I am trying to understand the differences and similarities of persistence, flows and sticky. The documentation on this subject is not very helpful. Can someone out there provide a simple explanation of these three very important concepts?

Thanks in advance!!

5 Replies 5

d.parks
Level 1
Level 1

Here's my interpretation:

Persistence: This setting determines whether or not the CSS will allow persistent HTTP connections. i.e. will a browser be allowed to maintain a single TCP connection for multiple requests, or will it be required to open an individual TCP connection for each bit of content. In web-server speak, this is sometimes referred to as "keepalive"

Flows: A flow is CSS speak for a TCP connection. Once a flow is established, an FTP connection for example, the CSS will maintain that flow for the duration of the connection. The CSS will not loadbalance traffic "mid-flow" except under unique circumstances, when a service goes down and remap is configured for example.

Sticky: The various sticky configurations come in to play when you want to have all connections from a particular client go to a particular service. This is most often accomplished with cookies, or sticky tables which track a clients' IP addresses. There is a limit to the size of the IP address table, so cookies scale better for web content.

HI,

a bit more in detail regarding persistency.

In HTTP 1.1 there are multiple gets per HTTP-Session so if you use persistency all requests in the HTTP-Session will hit the same server. This denies the possibility to offload content (e.g. JPGs) to a cache.
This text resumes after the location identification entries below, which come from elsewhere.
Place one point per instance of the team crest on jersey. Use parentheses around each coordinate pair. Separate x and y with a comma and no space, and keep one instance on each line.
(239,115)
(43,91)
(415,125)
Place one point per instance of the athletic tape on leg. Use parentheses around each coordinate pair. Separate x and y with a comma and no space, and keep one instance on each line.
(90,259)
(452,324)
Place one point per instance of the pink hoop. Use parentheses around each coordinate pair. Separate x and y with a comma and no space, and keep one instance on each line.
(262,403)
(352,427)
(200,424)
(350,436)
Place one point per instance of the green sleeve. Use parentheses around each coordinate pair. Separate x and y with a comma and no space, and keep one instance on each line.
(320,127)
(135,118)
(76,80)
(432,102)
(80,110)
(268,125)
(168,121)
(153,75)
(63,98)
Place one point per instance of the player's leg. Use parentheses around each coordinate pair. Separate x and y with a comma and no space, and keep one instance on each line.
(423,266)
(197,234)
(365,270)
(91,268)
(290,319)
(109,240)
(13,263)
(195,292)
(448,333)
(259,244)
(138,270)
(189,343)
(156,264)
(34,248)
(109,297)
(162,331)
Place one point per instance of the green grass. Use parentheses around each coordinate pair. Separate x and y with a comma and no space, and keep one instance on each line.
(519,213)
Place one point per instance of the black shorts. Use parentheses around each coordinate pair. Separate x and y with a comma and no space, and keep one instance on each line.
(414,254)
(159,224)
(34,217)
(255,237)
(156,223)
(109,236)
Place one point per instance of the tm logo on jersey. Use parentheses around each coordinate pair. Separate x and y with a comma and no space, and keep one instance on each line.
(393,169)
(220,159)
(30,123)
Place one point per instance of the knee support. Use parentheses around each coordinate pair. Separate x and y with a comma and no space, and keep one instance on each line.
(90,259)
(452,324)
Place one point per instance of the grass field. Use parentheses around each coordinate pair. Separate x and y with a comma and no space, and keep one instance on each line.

If you do not use persistency you split the HTTP1.1 session in multiple HTTP-Sessions on the CSS.

Hope that helps in regards of persistency.

Regards,

Joerg

This was a big help to me regarding my understanding of persistency. Thanks!!

Thanks for the reply. It was very helpful.

HI Davon,

glad to hear that.

Please close this posting so that anyone sees that this issue has a "solution" and if you want to, feel free to rate the postings.